Now the conservatives on the high court have voted 5-4 to not take any immediate action to block the most restrictive and intimidating anti-abortion law in the nation, which just went into effect in Texas.

The new law criminalizes all abortions — even in cases of rape or incest — after six weeks of pregnancy, before many individuals would know they’re pregnant. In effect, the law bans abortions for most women who can’t afford to travel to another state have access to the procedure elsewhere.

“Remember when Susan Collins said she was convinced that Brett Kavanaugh believed a woman’s right to choose was ‘settled law?’” asked horror author Stephen King on Twitter on Thursday. “She was wrong. Women in Texas must pay the price for her gullibility.”

Collins — who claims she supports reproductive freedom for women — said three years ago, after a face-to-face meeting with the then-Supreme Court nominee, that Kavanaugh had absolutely assured her he considered Roe v. Wade “settled law.”

She later boasted on the House floor of his record of “judicial independence” and backed his rise to the Supreme Court in an extremely tight 50-48 Senate confirmation vote.

Collins almost seemed to find it amusing that women would be concerned about threats to their reproductive rights as more conservative justices like Kavanaugh — who was accused in testimony at his 2018 confirmation hearings of sexual assault during high school — joined the Supreme Court.

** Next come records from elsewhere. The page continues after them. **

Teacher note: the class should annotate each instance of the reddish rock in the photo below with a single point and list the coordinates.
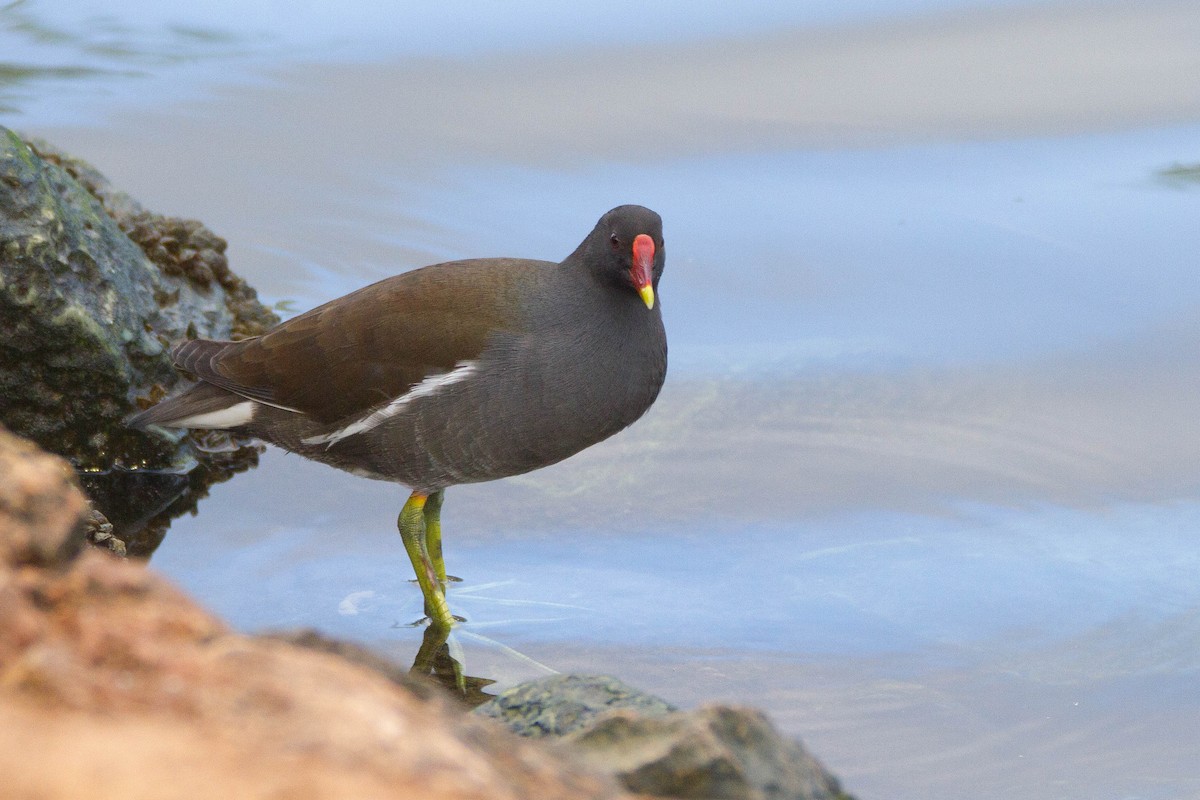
(115, 685)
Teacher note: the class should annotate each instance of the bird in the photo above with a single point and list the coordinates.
(453, 373)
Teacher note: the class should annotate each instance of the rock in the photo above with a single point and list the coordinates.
(88, 317)
(115, 685)
(655, 750)
(41, 506)
(563, 704)
(713, 752)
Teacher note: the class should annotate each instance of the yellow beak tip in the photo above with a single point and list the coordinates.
(647, 293)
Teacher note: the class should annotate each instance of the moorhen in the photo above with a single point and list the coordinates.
(454, 373)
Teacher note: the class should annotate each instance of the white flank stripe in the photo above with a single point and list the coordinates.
(427, 388)
(227, 417)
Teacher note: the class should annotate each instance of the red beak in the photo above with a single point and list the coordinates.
(642, 270)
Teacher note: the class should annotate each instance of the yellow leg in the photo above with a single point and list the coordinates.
(433, 535)
(412, 531)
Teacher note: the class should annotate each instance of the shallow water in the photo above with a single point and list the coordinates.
(924, 479)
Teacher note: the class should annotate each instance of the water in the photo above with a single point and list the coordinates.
(924, 479)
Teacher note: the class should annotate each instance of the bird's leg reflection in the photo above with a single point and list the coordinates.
(433, 660)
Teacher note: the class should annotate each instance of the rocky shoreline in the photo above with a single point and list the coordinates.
(115, 685)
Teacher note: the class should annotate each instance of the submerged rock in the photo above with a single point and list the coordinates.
(563, 704)
(655, 750)
(113, 684)
(88, 316)
(94, 289)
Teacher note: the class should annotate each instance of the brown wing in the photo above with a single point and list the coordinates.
(371, 346)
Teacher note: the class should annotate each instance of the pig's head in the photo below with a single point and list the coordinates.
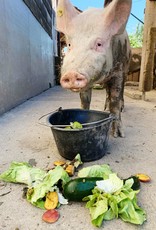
(89, 41)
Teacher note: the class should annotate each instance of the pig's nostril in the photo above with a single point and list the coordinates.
(79, 79)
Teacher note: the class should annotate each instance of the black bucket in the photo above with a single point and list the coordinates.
(90, 142)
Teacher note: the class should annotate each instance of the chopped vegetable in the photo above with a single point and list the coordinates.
(51, 216)
(42, 188)
(51, 200)
(111, 185)
(70, 169)
(143, 177)
(136, 184)
(74, 125)
(111, 200)
(95, 171)
(78, 188)
(59, 163)
(22, 172)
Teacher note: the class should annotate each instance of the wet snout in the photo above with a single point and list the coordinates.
(73, 81)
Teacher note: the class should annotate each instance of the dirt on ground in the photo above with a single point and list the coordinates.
(23, 139)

Then on Thursday, Collins issued a statement about how upset she was about the Texas law — and how disappointed she was in the Supreme Court’s decision not to take any immediate action, essentially supporting a law that on its face appears blatantly unconstitutional.

“The Texas law is extreme and harmful,” she said in a statement. “I oppose the Court’s decision to allow the law to remain in effect for now while ... underlying constitutional and procedural questions are litigated.”

Now Collins’s actions “have led us to the point where our bodily autonomy and foundational rights are at risk, and where pregnant Texans risk a gun-toting bounty hunter coming after them and their families for having an abortion,” Marie Follayttar, director and co-founder of Mainers for Accountable Leadership, told The Washington Post.

Under the Texas law, anti-abortion vigilantes can sue doctors, nurses, even friends who drive someone to an appointment for “aiding or abetting” abortion care — and be rewarded with at least $10,000 if they win their case.

“I told you so” concerning Kavanaugh was cold comfort to Collins’s critics.